How tumor-infiltrating lymphocytes are madeThe TIL ‘production’ technique consists of taking the patient’s blood, isolating the lymphocytes capable of recognizing tumor mutations, making them replicate billions of times, until a large number is obtained, outside the patient’s body.
Subsequently the TILs are reinfused in the patient, who in the meantime has been subjected to a treatment of depletion of the remaining lymphocytes, in order to obtain a more robust immune reaction against the tumor. Subjects in whom this strategy is being tested are also treated with pembrolizumab to protect the re-infused cells from the risk of inactivation.
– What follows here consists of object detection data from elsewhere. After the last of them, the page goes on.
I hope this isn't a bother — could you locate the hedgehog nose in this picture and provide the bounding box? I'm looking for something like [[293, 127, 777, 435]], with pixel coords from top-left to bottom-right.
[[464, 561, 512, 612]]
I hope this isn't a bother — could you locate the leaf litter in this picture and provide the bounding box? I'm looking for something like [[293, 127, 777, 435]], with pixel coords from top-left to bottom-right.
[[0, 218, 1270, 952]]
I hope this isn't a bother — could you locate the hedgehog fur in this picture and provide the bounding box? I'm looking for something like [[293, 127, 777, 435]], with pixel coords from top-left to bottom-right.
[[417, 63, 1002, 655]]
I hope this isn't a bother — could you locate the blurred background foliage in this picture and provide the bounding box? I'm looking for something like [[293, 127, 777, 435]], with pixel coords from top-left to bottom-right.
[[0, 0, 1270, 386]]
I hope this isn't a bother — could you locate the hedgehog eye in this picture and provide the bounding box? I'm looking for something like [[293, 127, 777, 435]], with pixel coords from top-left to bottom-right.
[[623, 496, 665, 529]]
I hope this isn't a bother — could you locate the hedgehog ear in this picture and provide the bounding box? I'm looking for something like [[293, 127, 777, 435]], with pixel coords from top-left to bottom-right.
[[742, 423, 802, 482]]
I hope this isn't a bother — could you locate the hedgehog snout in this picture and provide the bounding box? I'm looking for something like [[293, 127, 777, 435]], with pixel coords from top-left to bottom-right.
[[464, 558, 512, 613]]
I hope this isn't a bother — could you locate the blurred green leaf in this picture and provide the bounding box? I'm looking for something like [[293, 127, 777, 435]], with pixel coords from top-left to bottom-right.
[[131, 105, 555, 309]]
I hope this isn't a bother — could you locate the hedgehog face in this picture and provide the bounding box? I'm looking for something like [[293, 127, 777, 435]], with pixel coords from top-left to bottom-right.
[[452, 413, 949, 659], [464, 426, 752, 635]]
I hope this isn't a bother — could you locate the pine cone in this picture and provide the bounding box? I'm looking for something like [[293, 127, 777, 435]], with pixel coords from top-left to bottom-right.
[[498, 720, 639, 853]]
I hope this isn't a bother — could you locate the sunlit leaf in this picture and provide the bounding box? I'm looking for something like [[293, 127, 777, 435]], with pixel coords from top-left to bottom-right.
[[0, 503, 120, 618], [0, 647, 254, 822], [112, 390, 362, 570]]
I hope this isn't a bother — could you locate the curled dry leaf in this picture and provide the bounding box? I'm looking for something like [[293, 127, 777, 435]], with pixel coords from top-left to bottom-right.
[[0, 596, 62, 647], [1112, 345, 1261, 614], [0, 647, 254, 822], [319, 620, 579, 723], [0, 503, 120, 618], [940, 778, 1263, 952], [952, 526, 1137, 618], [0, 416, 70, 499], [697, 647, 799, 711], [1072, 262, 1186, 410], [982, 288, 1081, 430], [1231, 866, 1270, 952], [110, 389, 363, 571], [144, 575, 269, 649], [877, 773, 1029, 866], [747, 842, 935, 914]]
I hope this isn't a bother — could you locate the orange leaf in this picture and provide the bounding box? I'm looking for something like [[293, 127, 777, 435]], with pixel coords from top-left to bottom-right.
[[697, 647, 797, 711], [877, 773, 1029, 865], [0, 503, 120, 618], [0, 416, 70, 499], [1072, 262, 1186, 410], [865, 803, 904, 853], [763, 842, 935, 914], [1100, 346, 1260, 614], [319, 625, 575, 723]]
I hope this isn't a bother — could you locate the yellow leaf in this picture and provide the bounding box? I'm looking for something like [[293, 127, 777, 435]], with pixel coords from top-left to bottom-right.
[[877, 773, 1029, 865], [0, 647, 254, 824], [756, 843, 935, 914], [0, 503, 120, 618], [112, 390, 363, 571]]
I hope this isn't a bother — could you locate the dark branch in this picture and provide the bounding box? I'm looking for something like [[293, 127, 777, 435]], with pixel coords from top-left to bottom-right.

The experiment on Judy PerkinsThis treatment was tested on Judy Perkins, a Port St. Lucie (Florida) woman with metastatic breast cancer, now refractory to any other treatment. The NCI researchers went to sequence the DNA and RNA of the tumor tissue and of Judy’s normal tissue, to find out which mutations were present only in the tumor;
in this way they were able to identify 62 different mutations in the patient’s cancer cells. At this point, the researchers went to test various TILs isolated from the patient to select those capable of recognizing one or more mutated proteins.
Thus, TILs were isolated able to recognize the mutated version of 4 proteins (SLC3A2, KIAA0368, CADPS2 and CTSB); these are the TILs subjected to expansion and then reinfused in Judy, who was administered pembrolizumab to avoid the possible inactivation of the TILs by the tumor microenvironment.